The Minister of Culture of Montenegro stated that Anastazija Miranović transposed Popović’s rebellion against dogmatic assumptions, embodied in the defense of the feminine as disruptive, into creations that, with their emblematic nature, bring the necessary dose of provocation to the proclaimed restraint of female appearance, which was insisted on by both patriarchy and puritanism as well as all other conservative ideological concepts.

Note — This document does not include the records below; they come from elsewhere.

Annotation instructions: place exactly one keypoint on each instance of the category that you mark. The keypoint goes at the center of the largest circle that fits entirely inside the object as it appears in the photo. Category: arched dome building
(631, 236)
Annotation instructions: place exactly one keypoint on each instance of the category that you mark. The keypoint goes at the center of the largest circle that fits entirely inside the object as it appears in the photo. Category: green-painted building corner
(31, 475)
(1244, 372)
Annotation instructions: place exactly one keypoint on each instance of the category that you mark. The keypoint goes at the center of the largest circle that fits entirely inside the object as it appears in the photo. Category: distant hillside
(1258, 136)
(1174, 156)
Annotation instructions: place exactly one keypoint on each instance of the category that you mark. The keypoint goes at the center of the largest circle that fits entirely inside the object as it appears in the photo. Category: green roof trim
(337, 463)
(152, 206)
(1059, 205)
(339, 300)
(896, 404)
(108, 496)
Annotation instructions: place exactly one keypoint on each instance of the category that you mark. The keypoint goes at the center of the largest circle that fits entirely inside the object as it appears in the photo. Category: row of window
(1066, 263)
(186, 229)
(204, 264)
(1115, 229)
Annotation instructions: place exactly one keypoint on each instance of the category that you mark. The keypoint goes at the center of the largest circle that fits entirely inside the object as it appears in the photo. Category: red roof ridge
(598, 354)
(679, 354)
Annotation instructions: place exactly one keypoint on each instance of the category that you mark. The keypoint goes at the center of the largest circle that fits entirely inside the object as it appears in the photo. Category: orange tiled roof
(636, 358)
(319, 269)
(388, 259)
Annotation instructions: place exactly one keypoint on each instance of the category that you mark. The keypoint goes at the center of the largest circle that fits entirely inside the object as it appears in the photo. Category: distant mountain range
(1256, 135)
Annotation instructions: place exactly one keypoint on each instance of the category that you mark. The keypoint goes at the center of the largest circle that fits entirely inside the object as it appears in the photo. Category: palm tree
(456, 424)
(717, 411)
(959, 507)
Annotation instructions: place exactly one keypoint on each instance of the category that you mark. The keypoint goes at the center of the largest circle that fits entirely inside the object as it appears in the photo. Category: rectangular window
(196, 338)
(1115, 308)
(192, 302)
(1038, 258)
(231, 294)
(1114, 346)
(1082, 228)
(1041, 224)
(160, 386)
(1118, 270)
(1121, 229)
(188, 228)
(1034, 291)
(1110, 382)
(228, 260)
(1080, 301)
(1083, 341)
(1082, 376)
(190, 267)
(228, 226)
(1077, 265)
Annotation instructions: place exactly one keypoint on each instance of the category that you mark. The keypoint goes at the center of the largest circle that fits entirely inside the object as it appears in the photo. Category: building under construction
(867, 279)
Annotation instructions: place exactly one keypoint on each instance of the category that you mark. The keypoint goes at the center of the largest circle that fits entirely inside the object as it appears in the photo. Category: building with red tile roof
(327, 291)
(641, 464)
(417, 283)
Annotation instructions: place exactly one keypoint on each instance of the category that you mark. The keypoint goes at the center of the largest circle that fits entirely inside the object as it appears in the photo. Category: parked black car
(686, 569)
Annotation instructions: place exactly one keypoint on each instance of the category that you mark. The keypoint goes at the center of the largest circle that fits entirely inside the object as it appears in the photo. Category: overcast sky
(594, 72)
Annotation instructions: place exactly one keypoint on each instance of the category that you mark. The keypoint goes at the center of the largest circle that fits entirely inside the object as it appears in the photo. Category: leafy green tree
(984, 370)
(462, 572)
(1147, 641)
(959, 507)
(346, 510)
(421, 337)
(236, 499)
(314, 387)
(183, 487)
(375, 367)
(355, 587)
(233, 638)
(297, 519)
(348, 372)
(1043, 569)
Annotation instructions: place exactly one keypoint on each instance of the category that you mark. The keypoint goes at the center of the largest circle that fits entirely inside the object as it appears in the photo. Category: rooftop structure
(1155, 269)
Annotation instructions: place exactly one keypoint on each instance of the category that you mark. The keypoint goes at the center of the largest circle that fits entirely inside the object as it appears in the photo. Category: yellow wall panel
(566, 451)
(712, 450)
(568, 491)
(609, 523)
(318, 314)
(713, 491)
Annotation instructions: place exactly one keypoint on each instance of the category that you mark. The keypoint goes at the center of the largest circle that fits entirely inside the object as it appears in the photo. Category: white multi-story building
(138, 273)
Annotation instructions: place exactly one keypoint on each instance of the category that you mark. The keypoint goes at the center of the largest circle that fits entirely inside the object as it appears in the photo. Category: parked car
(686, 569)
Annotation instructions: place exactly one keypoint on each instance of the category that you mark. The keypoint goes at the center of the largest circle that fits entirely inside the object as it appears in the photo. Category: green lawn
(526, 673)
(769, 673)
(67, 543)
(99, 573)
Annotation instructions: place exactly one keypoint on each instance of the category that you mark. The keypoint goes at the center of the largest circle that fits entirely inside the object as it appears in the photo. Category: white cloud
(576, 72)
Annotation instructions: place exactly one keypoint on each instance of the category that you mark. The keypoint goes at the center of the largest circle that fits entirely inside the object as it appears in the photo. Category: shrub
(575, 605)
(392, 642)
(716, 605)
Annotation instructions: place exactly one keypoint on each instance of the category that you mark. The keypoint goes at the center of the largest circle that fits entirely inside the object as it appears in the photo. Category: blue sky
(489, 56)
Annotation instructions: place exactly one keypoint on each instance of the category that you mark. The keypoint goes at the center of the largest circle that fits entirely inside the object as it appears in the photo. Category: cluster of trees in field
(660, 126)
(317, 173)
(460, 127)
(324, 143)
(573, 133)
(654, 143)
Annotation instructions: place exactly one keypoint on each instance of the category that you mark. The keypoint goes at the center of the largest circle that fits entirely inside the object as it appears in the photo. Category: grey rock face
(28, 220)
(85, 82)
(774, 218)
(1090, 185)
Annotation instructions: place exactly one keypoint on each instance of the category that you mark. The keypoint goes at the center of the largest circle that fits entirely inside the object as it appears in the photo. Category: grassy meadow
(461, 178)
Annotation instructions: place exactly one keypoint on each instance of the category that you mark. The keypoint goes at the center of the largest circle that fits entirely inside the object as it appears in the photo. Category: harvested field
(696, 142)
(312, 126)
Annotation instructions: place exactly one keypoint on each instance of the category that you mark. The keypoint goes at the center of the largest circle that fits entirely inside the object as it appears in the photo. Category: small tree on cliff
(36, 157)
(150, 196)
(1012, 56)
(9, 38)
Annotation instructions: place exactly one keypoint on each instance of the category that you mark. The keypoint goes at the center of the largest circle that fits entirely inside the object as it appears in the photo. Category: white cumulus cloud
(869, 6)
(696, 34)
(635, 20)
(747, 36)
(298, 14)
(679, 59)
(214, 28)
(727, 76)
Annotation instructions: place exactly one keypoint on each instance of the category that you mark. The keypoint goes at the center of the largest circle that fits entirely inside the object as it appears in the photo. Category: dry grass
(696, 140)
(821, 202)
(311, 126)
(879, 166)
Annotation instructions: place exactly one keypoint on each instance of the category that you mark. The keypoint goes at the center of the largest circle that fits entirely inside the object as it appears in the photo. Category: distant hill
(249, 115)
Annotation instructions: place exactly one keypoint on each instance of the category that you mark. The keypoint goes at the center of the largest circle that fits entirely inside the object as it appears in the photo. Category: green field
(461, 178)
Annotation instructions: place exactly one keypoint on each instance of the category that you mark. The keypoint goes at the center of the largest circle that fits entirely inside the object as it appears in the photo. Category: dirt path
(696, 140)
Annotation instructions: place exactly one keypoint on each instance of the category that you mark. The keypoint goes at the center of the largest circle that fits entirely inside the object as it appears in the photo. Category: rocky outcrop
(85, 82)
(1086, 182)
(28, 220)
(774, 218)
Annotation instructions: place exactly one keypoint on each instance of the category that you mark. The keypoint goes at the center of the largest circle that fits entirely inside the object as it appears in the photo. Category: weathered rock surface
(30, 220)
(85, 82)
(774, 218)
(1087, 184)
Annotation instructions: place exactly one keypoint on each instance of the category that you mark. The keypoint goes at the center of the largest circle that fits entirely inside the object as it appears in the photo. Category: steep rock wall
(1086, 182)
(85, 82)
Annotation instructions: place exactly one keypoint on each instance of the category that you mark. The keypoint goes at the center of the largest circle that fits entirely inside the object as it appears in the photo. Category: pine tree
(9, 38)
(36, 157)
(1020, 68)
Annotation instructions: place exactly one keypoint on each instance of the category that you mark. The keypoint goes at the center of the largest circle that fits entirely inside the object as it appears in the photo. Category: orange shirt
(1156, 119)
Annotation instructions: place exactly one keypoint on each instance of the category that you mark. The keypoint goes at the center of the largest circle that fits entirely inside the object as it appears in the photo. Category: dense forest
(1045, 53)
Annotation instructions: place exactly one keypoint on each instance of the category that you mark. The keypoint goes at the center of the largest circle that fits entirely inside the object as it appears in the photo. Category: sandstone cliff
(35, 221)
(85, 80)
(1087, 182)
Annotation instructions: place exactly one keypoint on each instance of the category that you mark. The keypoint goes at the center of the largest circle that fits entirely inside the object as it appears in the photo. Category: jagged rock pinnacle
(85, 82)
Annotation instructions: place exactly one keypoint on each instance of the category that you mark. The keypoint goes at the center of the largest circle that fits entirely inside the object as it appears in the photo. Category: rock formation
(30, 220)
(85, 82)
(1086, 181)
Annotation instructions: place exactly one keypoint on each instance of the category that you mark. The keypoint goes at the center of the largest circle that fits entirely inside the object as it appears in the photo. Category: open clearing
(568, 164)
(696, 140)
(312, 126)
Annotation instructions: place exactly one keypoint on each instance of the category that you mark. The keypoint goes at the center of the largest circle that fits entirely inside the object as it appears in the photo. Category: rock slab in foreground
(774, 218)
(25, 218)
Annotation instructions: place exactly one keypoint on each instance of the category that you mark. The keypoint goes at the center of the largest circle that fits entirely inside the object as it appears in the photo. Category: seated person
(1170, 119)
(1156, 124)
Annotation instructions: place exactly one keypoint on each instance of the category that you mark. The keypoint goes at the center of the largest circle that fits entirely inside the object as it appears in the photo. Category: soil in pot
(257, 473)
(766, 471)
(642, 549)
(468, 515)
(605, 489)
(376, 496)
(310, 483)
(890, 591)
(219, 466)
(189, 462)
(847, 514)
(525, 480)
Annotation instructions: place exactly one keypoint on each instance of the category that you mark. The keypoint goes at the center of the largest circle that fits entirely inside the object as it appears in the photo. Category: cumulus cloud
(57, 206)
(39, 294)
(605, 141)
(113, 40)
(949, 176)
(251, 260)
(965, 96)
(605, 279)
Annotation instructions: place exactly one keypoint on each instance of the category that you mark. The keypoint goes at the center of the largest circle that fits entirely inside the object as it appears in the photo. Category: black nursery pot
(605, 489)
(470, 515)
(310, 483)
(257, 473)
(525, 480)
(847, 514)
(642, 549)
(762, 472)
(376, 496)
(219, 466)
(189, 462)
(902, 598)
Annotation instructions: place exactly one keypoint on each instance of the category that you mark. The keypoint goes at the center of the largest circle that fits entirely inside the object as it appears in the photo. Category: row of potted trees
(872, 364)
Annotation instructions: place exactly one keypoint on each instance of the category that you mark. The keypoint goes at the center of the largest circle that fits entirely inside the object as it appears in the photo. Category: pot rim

“Therefore, these items of clothing can be experienced as a kind of correspondence to the painstaking story of a woman’s step forward from the limited space of privacy, which was limited by history and tradition alike. “Anastazija Miranović’s creations are a striking signifier of female individuality, and its roots, among other things, can be found precisely in the fates of Judith, Salome and Maria Magdalena, whose actions helped Dimitri Popović to create a kind of register of female subjectivity and subversiveness,” concluded Bogdanović.
The opening of the exhibition “Eros, blood and sanctity” was attended by a large number of dignitaries from cultural and political life, among others the UNESCO director for science and culture for Europe, Ana Luiza Massot Thompson – Flores; Director General of ICCROM, Webber Ndoro; representatives of the diplomatic corps, the Italian parliament and institutions, rectors and university professors.
The event was organized with the help and support of the Embassy of Montenegro in Rome.